Churchill, Fulbright and NIH - Cambridge Scholar

Degrees:

Pennsylvania State University: B.S., Physics, 2004, B.S., Mathematics, 2004

Research Interests:

Neuroscience and Degenerative Diseases, Imaging and Neuroimaging and Biomedical Engineering

Home-schooled until the age of 17, Danielle yearned for more than she could find in her home library. Her first classroom experience was at a local nursing school where she finished first in her class. Desiring to further her education, Danielle enrolled at Pennsylvania State University and quickly distinguished herself as an stellar student. where she earned a bachelor's degree in physics and mathematics in the Schreyer Honors College. Danielle has been elected to several honor societies, including Golden Key, Phi Beta Kappa, Sigma Pi Sigma, and Phi Kappa Phi, and named the "most achieving undergraduate woman student" from Penn State's Commission on Women. She served as an officer in the Society of Physics Students and the Association for Women in Mathematics. As a freshman, Danielle worked with Dr. Ruth Daly in studying supermassive black holes. She later earned a NSF grant to work with Drs. Mark Stecker and Martin Ligare to study nerve impulse propagation. She was an invited participant in the Biomaterials and Bionanotechnology Summer Institute during the summer of 2003 and studied biopolymer assemblies. Danielle has received numerous academic awards such as the Pennsylvania State University Society of Distinguished Alumni Scholarship, the 2002 John and Elizabeth Holmes Teas Scholarship in Physics, and notably, she is the first Penn State student to win a Winston Churchill Foundation Scholarship. In addition, she won a Fulbright Scholarship to work with Michael Breakspear at the Brain Dynamics Centre in Sydney, Australia which she will integrate with her studies in the NIH-Cambridge program.

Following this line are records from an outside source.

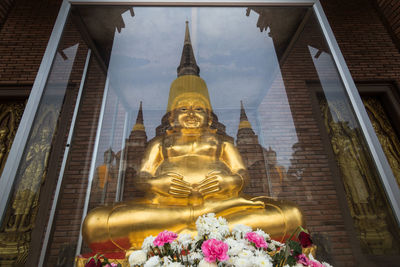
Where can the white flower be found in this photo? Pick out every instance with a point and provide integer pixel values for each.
(166, 260)
(262, 253)
(185, 240)
(204, 263)
(271, 246)
(153, 262)
(175, 264)
(246, 254)
(212, 227)
(137, 257)
(148, 243)
(243, 262)
(263, 234)
(261, 262)
(240, 230)
(176, 246)
(195, 256)
(234, 246)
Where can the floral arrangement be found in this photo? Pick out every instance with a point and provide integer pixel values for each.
(100, 260)
(215, 245)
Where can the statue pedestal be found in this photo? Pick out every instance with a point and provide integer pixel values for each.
(117, 257)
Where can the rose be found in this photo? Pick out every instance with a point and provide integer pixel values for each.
(137, 257)
(164, 237)
(214, 249)
(257, 239)
(302, 259)
(305, 239)
(204, 263)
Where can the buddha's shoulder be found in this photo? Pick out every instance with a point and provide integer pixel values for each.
(156, 141)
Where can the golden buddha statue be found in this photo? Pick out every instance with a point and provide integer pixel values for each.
(189, 171)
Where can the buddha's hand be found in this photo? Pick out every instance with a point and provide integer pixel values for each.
(217, 182)
(171, 184)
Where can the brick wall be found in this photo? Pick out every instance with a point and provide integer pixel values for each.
(390, 10)
(364, 41)
(5, 7)
(24, 37)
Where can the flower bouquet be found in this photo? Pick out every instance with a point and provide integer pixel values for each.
(215, 245)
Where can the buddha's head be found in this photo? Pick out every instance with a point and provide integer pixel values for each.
(189, 103)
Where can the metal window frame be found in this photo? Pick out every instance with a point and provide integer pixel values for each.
(10, 169)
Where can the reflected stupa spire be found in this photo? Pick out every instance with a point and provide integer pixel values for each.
(244, 121)
(188, 65)
(139, 126)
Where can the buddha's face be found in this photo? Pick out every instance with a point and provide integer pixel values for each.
(190, 113)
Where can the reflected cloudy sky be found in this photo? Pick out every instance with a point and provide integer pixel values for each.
(236, 60)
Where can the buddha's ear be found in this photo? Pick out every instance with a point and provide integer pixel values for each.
(210, 117)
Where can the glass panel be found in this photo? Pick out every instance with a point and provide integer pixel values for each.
(193, 111)
(31, 198)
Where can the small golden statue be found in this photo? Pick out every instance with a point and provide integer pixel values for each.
(189, 171)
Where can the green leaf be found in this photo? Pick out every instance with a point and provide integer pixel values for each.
(295, 247)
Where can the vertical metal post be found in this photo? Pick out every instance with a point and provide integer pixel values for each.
(21, 137)
(93, 163)
(64, 162)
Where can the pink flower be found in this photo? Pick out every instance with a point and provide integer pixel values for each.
(302, 259)
(257, 239)
(164, 237)
(214, 249)
(315, 264)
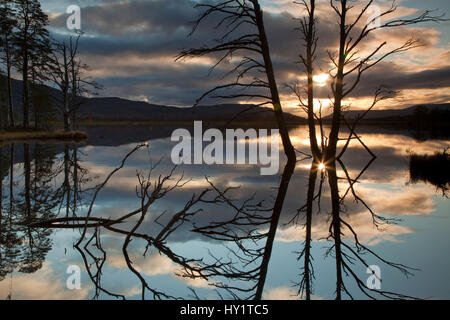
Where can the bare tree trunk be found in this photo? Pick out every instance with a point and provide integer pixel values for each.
(338, 86)
(27, 174)
(25, 97)
(66, 91)
(74, 92)
(336, 225)
(282, 191)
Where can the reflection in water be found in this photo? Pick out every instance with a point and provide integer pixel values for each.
(433, 169)
(163, 218)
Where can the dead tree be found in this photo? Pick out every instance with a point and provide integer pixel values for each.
(348, 65)
(60, 73)
(243, 34)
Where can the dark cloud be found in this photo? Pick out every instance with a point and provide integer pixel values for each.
(131, 48)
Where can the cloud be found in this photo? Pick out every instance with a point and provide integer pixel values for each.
(131, 46)
(42, 285)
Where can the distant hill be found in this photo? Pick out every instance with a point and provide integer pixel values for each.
(396, 114)
(118, 109)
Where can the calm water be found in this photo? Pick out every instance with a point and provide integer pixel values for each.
(204, 252)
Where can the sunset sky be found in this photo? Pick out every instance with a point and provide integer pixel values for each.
(131, 45)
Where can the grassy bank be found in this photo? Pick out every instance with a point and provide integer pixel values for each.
(34, 134)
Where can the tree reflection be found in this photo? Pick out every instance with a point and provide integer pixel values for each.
(249, 231)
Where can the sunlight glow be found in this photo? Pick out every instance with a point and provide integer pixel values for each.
(321, 79)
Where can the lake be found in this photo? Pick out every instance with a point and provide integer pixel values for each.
(209, 231)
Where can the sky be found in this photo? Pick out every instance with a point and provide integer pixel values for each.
(131, 45)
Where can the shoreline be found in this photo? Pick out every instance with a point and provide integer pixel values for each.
(41, 135)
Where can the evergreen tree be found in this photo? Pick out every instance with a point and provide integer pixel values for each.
(32, 46)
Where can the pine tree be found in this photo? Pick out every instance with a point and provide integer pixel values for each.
(32, 46)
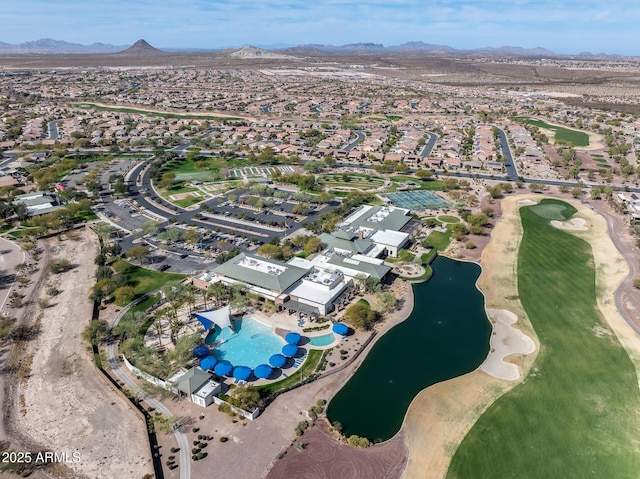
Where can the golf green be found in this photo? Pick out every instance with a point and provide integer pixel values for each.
(446, 335)
(576, 414)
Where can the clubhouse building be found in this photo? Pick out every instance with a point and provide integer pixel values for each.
(352, 253)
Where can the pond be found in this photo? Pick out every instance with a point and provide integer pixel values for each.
(446, 335)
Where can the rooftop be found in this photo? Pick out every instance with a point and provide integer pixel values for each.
(262, 272)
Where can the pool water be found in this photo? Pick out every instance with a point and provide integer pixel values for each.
(324, 340)
(250, 344)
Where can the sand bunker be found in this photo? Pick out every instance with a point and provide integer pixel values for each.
(505, 341)
(576, 224)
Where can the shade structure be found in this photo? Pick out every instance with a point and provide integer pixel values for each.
(290, 350)
(277, 360)
(242, 373)
(292, 338)
(218, 317)
(263, 371)
(208, 363)
(340, 328)
(223, 368)
(201, 351)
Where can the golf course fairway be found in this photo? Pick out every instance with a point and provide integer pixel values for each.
(576, 415)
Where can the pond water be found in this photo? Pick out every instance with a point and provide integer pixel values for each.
(447, 335)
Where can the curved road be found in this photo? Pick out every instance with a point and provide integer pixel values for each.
(181, 438)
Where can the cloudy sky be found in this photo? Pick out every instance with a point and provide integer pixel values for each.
(572, 26)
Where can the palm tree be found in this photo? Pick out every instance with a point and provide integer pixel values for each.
(175, 325)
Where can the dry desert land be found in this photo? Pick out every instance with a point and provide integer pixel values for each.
(64, 404)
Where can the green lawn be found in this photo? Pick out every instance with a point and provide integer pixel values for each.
(308, 368)
(575, 137)
(146, 280)
(449, 219)
(355, 180)
(439, 240)
(203, 169)
(576, 415)
(431, 185)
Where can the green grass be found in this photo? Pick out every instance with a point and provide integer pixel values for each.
(439, 241)
(203, 169)
(574, 137)
(339, 194)
(430, 185)
(154, 113)
(355, 181)
(143, 305)
(146, 280)
(449, 219)
(308, 368)
(575, 416)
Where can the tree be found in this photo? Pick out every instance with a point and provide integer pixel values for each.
(191, 236)
(245, 397)
(59, 265)
(314, 166)
(386, 300)
(96, 332)
(494, 191)
(124, 294)
(360, 315)
(138, 252)
(424, 174)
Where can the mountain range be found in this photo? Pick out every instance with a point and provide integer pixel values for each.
(48, 45)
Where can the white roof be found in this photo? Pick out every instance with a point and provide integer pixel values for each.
(389, 237)
(221, 316)
(317, 293)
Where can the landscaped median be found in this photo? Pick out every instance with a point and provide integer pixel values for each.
(575, 415)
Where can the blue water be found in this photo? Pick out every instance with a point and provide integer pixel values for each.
(324, 340)
(252, 343)
(446, 335)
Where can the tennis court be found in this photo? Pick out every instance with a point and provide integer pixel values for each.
(417, 200)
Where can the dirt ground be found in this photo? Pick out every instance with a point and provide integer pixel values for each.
(64, 405)
(324, 456)
(441, 415)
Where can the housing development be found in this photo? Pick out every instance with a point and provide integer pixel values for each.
(264, 263)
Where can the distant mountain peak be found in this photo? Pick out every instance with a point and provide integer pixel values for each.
(141, 48)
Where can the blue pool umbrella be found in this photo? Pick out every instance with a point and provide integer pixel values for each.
(208, 363)
(340, 328)
(223, 368)
(201, 351)
(290, 350)
(292, 338)
(242, 373)
(263, 371)
(277, 360)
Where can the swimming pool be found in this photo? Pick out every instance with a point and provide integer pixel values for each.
(324, 340)
(252, 343)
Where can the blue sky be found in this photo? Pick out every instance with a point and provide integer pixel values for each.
(565, 27)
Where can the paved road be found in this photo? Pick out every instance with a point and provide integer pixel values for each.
(510, 165)
(53, 130)
(360, 138)
(431, 142)
(181, 437)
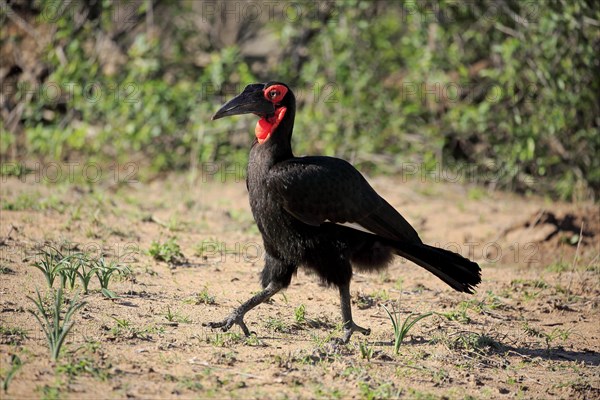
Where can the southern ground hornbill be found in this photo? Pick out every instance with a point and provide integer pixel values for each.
(320, 213)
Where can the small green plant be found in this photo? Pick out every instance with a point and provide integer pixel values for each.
(55, 328)
(68, 274)
(460, 314)
(400, 331)
(202, 297)
(175, 317)
(277, 325)
(15, 366)
(366, 351)
(86, 272)
(169, 251)
(300, 314)
(12, 335)
(104, 271)
(52, 263)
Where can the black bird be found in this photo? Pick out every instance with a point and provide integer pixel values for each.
(320, 213)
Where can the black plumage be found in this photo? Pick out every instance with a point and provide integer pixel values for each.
(320, 213)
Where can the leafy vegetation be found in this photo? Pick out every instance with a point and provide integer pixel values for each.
(400, 331)
(169, 251)
(55, 326)
(503, 94)
(15, 366)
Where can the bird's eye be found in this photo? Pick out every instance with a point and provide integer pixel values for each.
(275, 93)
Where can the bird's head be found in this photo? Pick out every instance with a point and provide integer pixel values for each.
(270, 101)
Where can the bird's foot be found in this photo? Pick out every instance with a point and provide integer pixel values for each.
(233, 318)
(349, 330)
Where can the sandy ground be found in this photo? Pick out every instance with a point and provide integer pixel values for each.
(530, 331)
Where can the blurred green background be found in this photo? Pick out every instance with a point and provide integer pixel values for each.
(506, 91)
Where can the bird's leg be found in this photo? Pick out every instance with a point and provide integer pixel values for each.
(349, 325)
(237, 316)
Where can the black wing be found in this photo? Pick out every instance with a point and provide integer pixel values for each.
(317, 190)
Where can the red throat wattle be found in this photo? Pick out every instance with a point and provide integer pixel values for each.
(266, 126)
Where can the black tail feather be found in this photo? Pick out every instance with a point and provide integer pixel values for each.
(460, 273)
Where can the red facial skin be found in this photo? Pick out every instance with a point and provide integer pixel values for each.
(266, 126)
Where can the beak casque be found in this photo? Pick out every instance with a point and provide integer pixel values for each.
(250, 101)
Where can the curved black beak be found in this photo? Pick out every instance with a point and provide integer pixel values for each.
(251, 100)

Danielle enjoys spending her extra time surfing, skydiving and traveling internationally. She also has interests in unusual literary devices such as verbal illumination in genres as different as medieval Arthurian literature, mystical poetry, poetry writing, post-war avant-garde Japanese literature, and linguistics studies. In her research, she aspires to , "examine the boundary between the metaphysics of cognition and the life-sustaining processes of the brain by applying mathematical modeling techniques and statistical physics to the neural system."

SEAN J. JEFFRIES

NIH - Cambridge Scholar

Degrees:

College of Wooster: B.A., Computer Science, 2001

Research Interests:

Developmental Biology, Epigenetics, Chromatin and RNAi

A Cum Laude graduate of the College of Wooster with a B.S. in computer science, Sean Jeffries was recognized with Wooster's Science and Mathematics Scholarship. After graduating Sean ventured to San Diego to set up the informatics department at Kalypsys, a fresh biotech startup with some exciting proprietary high-throughput screening robots. At Kalypsys he became Head of Informatics where his development team focused on the processing and analysis of chemical compound screening data. Outside of lab Sean enjoys singing and has recorded with "Cappela Gloriana" and the La Jolla Symphony and Chorus. At Cambridge, Sean punctuates his lab work by throwing checks for the Cambridge University Ice Hockey Team.